I'm always the victim, or in third-person I identify with the victim. I can't imagine myself hurting someone else. I can get off on being a sweet dominant, on giving someone what they really want, but even in my mind I need them to be very clear that they're really enjoying it.
This goes against pretty much all my values, but I'm okay with it since it's just fantasy. If I can play games where I kill human beings, I can have fantasies where I do other things that would be terrible in real life. The only time I get uncomfortable is when I read rape (ahem, "non-consent") stories written by other people--they turn me on, but I always worry about the writer. Some of them sound like they might not be nice people. I know it's hypocritical, but hearing someone else's rape fantasies creeps me out. And gets me off.

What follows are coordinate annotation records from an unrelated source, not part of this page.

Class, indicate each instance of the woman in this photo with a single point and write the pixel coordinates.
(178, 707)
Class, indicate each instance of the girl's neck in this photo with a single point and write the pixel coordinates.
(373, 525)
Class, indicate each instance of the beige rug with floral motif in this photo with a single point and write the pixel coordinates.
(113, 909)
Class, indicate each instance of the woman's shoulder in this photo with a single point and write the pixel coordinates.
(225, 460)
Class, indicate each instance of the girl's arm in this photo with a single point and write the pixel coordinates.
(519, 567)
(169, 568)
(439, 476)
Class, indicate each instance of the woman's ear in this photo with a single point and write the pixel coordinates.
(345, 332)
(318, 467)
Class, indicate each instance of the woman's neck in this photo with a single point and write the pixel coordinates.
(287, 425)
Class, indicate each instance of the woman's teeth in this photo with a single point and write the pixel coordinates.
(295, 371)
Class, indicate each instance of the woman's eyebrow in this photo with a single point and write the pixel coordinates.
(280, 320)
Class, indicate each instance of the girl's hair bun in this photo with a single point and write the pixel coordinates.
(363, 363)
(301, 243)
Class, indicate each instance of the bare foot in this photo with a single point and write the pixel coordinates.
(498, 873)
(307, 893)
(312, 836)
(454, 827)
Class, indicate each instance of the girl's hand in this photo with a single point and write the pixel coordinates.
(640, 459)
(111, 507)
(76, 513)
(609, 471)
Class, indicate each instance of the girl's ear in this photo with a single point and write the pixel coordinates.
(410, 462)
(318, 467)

The explanation I've heard multiple places for rape fantasies is "oh, women want to think someone lusts for them so much that it's uncontrollable." Or "oh, women want sex without guilt, because it's not their fault." I think both of these are pretty much bullshit. Maybe they explain "bodice-ripper" rape fantasies, the kind where he's forceful but gentle, but my fantasies just seem meaner-spirited than that. I think it's just straight-up masochism. I don't think you can explain it away as something that's really sweet and fuzzy on the inside.
I'm not sure if I'd like rape play in reality or not. I know it would take a lot of trust, I couldn't do it casually. But I have this horrible suspicion that it would actually be kinda fun. "Fun" might not be the word? An experience worth having.